Mit Taschengeld lernen Kinder, dass Geld nicht unbegrenzt verfügbar ist. Sie müssen entscheiden, wofür sie es ausgeben möchten, und lernen, wie man sich durch regelmäßiges Sparen einen größeren Wunsch verwirklichen kann. So entwickeln sie Schritt für Schritt ein Gefühl für den Wert von Geld und für eigene Prioritäten.

Wie Eltern das Thema Geld gut erklären

Am besten sprechen Sie im Alltag über Geld. Beim Einkaufen lässt sich zum Beispiel gut demonstrieren, warum man Preise vergleichen sollte oder dass das Budget in aller Regel nicht groß genug ist, um sich jeden Wunsch sofort zu erfüllen. Wichtig ist, dass die Gespräche über Geld zum Alter Ihres Kindes passen. Sobald Kinder erste Zahlen sicher verstehen, können sie meist auch ein erstes Gefühl für Geld entwickeln.

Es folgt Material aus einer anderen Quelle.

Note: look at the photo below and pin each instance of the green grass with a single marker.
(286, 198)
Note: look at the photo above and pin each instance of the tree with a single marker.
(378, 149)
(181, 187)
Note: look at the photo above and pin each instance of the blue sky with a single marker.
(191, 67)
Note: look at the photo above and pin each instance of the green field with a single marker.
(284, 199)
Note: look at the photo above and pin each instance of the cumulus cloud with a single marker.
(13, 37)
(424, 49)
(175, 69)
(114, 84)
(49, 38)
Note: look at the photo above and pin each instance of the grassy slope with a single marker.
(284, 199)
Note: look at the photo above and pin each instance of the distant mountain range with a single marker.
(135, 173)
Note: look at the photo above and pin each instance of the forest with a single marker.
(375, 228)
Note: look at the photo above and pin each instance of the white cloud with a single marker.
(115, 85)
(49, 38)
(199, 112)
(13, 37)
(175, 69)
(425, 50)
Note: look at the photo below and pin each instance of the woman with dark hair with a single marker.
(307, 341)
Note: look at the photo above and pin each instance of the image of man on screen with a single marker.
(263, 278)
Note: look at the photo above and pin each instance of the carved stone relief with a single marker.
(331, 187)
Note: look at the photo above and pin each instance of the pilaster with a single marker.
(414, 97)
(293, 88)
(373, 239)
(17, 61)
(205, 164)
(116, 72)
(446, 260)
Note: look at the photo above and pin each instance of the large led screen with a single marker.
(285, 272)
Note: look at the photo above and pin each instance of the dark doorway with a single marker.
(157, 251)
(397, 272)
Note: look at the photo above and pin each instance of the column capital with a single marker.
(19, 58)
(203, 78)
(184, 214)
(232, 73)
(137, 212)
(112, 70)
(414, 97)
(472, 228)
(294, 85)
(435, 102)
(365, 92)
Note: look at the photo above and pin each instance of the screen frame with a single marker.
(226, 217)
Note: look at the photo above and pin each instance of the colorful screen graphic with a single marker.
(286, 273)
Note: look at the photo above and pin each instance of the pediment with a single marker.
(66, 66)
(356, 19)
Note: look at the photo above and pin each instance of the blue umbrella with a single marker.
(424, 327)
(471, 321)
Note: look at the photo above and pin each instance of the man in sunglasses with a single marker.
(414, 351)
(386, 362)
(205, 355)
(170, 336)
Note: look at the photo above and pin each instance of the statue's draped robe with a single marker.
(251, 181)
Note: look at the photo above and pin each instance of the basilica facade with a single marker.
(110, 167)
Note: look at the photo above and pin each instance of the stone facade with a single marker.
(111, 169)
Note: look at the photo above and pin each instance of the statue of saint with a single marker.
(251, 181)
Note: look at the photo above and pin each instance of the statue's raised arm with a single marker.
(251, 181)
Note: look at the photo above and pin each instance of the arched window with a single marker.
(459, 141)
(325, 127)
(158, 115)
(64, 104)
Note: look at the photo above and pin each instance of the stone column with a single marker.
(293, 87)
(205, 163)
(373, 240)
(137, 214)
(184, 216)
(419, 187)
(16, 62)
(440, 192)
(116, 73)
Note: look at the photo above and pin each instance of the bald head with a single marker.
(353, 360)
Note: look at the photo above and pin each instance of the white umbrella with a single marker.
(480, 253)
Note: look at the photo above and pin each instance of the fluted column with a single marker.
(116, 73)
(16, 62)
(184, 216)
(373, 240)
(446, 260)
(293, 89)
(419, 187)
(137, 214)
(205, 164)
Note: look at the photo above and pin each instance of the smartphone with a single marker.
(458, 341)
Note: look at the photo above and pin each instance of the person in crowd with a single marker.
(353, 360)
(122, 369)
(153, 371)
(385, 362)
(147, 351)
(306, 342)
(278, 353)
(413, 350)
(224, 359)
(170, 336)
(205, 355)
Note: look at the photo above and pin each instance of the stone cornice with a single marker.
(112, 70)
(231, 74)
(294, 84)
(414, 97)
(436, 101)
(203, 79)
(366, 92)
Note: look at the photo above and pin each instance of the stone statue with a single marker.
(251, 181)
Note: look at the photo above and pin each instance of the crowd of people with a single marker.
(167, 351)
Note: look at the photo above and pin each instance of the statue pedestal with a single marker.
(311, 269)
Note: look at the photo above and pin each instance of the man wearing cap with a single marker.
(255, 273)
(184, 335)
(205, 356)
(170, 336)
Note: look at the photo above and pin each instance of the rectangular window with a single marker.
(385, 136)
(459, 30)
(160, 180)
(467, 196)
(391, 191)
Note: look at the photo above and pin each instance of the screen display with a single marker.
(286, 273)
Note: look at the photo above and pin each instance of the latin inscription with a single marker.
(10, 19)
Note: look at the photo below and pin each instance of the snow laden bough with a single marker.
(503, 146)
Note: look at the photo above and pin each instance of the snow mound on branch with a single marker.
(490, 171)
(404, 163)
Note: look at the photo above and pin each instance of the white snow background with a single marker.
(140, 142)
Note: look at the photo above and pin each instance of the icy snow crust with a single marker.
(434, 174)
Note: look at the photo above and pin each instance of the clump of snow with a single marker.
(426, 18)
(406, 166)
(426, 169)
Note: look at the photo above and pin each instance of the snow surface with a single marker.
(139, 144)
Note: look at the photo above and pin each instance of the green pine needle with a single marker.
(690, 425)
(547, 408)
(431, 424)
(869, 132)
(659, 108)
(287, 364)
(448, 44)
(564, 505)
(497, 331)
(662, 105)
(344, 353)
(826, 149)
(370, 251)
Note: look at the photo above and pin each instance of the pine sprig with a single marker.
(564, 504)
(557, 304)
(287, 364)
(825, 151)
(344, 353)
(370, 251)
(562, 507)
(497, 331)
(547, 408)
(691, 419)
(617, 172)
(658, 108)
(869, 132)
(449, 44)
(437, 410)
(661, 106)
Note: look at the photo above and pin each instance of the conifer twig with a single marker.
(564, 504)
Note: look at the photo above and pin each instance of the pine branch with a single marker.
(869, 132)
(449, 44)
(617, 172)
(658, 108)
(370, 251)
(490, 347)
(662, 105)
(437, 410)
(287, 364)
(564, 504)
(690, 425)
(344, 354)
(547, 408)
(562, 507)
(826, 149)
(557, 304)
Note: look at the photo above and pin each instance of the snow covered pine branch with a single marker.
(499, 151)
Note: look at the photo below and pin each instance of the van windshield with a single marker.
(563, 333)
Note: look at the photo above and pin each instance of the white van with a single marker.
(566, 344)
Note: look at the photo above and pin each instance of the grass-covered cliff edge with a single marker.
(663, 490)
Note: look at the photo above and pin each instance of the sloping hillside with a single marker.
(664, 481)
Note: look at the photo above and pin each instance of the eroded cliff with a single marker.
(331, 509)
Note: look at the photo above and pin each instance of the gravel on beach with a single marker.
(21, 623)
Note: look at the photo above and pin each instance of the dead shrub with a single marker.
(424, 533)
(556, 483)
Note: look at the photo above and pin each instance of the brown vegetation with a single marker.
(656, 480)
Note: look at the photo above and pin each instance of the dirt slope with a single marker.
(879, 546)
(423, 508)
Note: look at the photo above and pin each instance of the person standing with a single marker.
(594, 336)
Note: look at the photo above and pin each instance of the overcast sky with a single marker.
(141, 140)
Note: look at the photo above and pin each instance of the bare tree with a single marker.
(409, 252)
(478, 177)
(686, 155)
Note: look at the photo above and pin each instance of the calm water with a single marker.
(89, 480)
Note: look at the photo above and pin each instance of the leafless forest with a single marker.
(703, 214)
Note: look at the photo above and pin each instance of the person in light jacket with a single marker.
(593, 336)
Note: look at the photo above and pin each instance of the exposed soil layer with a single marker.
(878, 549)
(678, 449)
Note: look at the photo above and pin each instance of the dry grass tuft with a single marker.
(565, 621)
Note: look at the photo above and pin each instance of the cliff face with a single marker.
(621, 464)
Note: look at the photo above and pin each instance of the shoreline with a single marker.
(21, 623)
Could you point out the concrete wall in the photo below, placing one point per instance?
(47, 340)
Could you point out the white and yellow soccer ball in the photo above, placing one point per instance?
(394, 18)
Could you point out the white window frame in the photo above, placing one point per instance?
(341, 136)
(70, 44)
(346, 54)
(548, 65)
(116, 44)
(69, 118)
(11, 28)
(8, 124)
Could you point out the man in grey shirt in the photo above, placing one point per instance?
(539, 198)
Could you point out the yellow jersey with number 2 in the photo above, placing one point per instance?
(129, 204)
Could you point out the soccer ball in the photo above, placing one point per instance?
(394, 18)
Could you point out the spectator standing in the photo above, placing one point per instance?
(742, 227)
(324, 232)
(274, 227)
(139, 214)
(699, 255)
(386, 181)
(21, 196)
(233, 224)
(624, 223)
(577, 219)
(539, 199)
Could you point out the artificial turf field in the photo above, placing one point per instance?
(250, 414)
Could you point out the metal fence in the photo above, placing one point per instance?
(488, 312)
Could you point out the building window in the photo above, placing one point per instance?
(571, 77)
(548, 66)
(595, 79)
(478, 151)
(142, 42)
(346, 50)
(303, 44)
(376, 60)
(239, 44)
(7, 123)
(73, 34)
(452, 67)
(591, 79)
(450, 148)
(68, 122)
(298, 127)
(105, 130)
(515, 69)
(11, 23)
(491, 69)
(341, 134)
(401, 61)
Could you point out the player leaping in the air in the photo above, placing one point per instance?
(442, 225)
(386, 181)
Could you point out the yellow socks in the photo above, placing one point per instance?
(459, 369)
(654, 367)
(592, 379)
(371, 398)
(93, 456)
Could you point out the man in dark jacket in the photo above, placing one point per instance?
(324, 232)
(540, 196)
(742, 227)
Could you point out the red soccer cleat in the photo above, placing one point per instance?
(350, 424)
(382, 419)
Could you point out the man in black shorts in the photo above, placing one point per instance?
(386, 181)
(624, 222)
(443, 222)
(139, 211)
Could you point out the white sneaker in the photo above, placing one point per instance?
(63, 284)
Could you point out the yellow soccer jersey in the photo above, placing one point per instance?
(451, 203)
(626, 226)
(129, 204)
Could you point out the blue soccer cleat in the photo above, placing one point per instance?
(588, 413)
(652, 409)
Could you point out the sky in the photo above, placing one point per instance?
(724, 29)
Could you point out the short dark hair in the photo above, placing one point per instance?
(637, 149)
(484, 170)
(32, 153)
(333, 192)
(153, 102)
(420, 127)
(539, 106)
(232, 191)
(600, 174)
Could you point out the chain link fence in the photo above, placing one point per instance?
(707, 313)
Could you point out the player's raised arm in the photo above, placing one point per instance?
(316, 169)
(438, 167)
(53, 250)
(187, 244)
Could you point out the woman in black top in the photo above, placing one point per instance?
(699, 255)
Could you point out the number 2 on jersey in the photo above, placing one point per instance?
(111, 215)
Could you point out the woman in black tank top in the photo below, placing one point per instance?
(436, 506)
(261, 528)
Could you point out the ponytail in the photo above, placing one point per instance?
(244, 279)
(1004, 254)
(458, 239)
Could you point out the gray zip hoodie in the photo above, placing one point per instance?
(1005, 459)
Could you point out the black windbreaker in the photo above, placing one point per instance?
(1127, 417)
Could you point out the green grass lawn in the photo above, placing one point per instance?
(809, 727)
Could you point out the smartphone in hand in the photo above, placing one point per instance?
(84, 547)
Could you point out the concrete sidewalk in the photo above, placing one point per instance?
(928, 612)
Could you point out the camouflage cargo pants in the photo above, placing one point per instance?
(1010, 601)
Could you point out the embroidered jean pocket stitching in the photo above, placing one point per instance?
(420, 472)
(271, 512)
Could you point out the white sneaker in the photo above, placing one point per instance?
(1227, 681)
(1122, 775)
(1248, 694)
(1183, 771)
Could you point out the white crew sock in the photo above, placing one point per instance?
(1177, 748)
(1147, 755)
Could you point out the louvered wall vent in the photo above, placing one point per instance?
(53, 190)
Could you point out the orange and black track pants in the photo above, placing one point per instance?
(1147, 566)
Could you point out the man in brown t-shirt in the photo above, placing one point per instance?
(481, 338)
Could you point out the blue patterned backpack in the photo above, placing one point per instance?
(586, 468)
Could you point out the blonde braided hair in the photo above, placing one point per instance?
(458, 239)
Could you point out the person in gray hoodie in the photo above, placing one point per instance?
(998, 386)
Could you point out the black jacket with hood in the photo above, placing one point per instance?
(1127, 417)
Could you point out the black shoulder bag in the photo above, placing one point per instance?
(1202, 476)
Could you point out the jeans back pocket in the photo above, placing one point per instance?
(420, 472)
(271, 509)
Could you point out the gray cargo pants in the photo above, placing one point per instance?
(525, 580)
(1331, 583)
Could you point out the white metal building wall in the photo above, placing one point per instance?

Worauf Eltern achten sollten

  • Taschengeld erfüllt seinen Zweck am besten, wenn es regelmäßig gezahlt wird. Kinder können nur dann lernen, mit einem festen Betrag auszukommen.
  • Hilfreich ist, vorab zu klären, wofür das Taschengeld gedacht ist. So weiß das Kind, welche Ausgaben es selbst übernimmt und welche weiter von den Eltern bezahlt werden.
  • Taschengeld sollte nicht als Strafe gestrichen werden.
  • Kinder sollten mit dem Geld eigene Erfahrungen machen dürfen.
  • Kleine Fehlentscheidungen gehören dazu und sind Teil des Lernens.
  • Sparen lernen: Vom Sparschwein zum eigenen Konto

Sparen lernen: Vom Sparschwein zum eigenen Konto

Taschengeld ist ja schön und gut. Aber lernt ein Kind damit auch zu sparen – oder nur, wie man Geld ausgibt? Früher war es das Sparschwein, das Haben und Nicht-Haben verständlich machen sollte. Für jüngere Kinder ist das auch heute noch der richtige Ort, um das Taschengeld zu verwahren.

Ab welchem Alter sich ein Kinderkonto oder ein Taschengeldkonto anbietet, ist von Kind zu Kind verschieden. Um das Kind mit einem Konto vertraut zu machen, können Eltern das monatliche Taschengeld per Dauerauftrag überweisen. Keine Sorge, das Konto gehört zwar dem Kind, die Eltern bleiben aber verfügungsbefugt, bis der Nachwuchs volljährig ist. Außerdem läuft das Konto auf Guthabenbasis. Wenn das Konto nicht gedeckt ist, kommt der Sohn oder die Tochter also auch nicht an Geld. Auch Überweisungen oder Lastschriften werden nur dann ausgeführt, wenn das Konto ein entsprechendes Guthaben aufweist.

QUELLE: Bundesverband deutscher Banken e.V.